The specific mechanisms underlying cognitive dysfunction due to pediatric OSA remain unclear, but intermittent hypoxia and sleep fragmentation are generally considered related to cognitive impairment. Research has shown that children who experience hypoxemia are more likely to develop cognitive dysfunction compared with those who do not, and the degree of impairment is significantly correlated with the child's daytime oxygen pressure and nighttime blood oxygen saturation (5). Additionally, disruptions in nighttime sleep structure are considered a major cause of cognitive dysfunction in children with OSA (6). However, cognitive impairments related to pediatric OSA are often subtle and can be easily overlooked in clinical diagnosis and treatment.
Currently, the obstructive apnea-hypopnea index (OAHI) is a commonly used clinical measure for diagnosing and assessing the severity of pediatric OSA. However, the OAHI only describes the frequency of breathing events during sleep and does not account for the degree of hypoxemia associated with these events, limiting its ability to reflect the true characteristics and pathological mechanisms of the disease. The sleep apnea-specific hypoxic burden (SASHB) and sleep breathing impairment index (SBII) are newly derived measurement indicators from polysomnography (PSG) results. In contrast to the OAHI, these indexes integrate the characteristics of hypoxemia related to OSA breathing events, allowing for a better understanding of the characteristic pathological mechanisms of OSA. Both indexes have shown potential in identifying high-risk populations for OSA and can be used to predict the risk of cardiovascular events (7–9). However, no research, to our knowledge, has examined the relationship among the SASHB, SBII, and cognitive function in children.

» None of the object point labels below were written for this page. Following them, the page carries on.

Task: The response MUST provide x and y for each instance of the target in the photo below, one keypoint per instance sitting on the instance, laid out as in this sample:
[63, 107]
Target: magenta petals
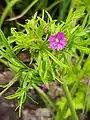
[57, 41]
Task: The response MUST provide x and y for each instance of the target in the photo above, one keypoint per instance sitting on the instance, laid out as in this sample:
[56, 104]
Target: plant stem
[69, 100]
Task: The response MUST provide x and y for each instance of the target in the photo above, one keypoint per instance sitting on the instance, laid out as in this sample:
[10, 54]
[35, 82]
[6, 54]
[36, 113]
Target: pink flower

This study aimed to explore cognitive changes in children with obstructive sleep apnea (OSA) from multiple perspectives by analyzing the effectiveness of the sleep apnea-specific hypoxic burden (SASHB) and sleep breathing impairment index (SBII) in assessing cognitive impairment in children with OSA.

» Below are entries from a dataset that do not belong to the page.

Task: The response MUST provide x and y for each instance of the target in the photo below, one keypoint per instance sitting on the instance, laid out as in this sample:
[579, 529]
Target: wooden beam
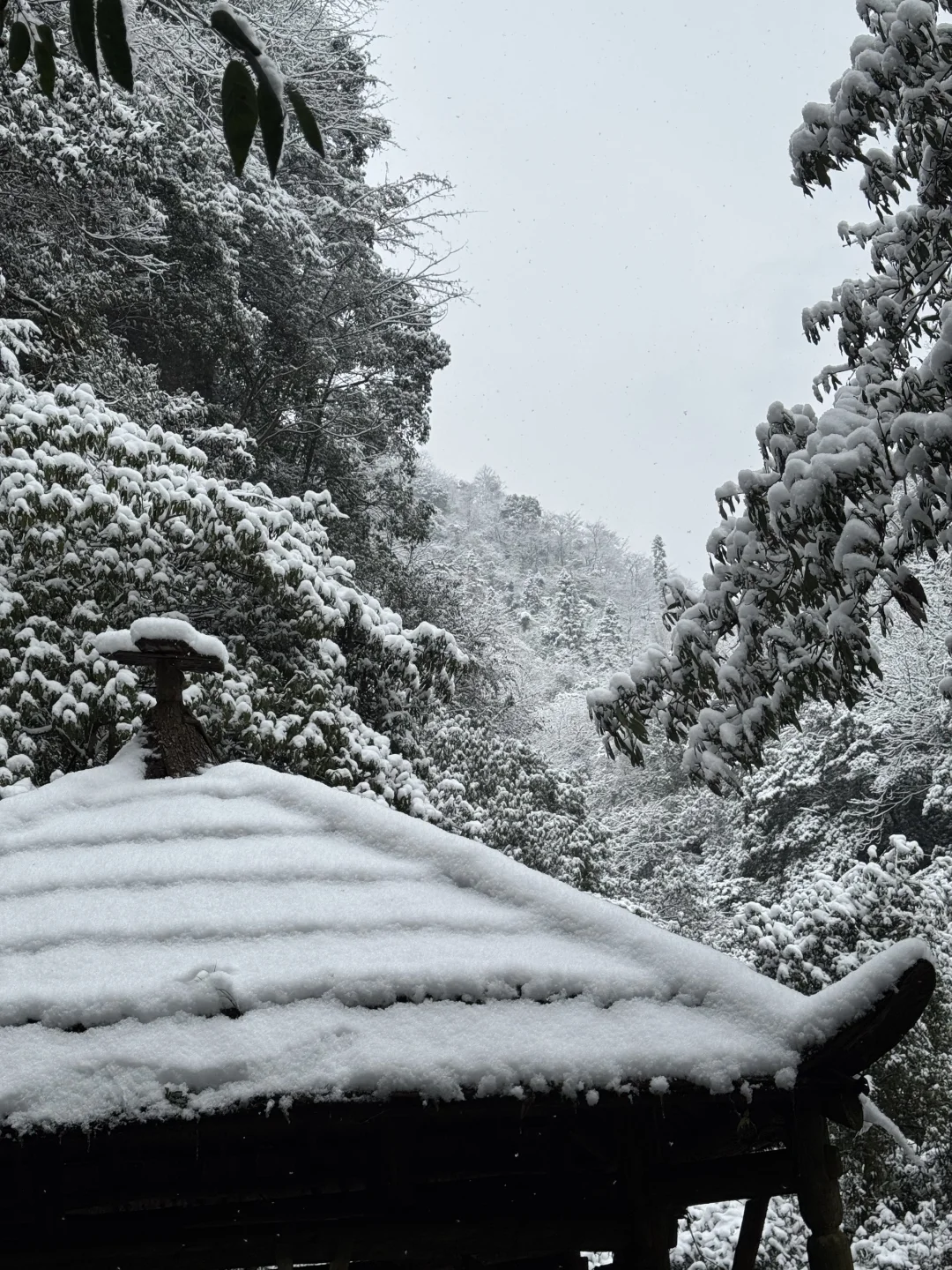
[861, 1042]
[752, 1229]
[818, 1192]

The aim of this study was to fill this research gap by exploring cognitive impairment in children with OSA from multiple perspectives, analyzing the effectiveness of the SASHB and SBII in assessing cognitive damage in children. Additionally, the advantages of the SASHB and SBII in evaluating cognitive damage in children was investigated by comparing their use with that of the OAHI.
2 Materials and methods
2.1 Patients and materials
This study was a retrospective analysis of 141 children who had visited the Department of Otorhinolaryngology-Head and Neck Surgery at the Second Affiliated Hospital of Xi'an Jiaotong University from October 2021 to October 2024 with suspected OSA. OAHI was used to assess the severity of sleep-disordered breathing, which is defined as the number of obstructive apneas, hypopneas, and mixed apneas per hour during sleep. Demographic characteristics, clinical symptoms, signs, event-related evoked potentials (ERPs), and China-Wechsler Intelligence Scale (C-WISC) scores were obtained from medical records, and written informed consent was provided by the children's legal guardians. The inclusion criteria were (1) aged 3–12 years; (2) suspected OSA; and (3) underwent PSG, ERP, and C-WISC testing. The exclusion criteria were (1) missing baseline data; (2) craniofacial disease; (3) receipt of OSA treatment, including medication, surgery, or continuous positive airway pressure (CPAP) therapy; and (4) comorbidities such as Down syndrome, Crouzon syndrome, or Pierre Robin sequence. OAHI was used to assess the severity of sleep-disordered breathing. Participants underwent polysomnography (PSG) for OAHI-derived OSA severity grading. Diagnostic classification followed: (1) Normal: OAHI <1/hr, (2) OSA: OAHI ≥1/hr.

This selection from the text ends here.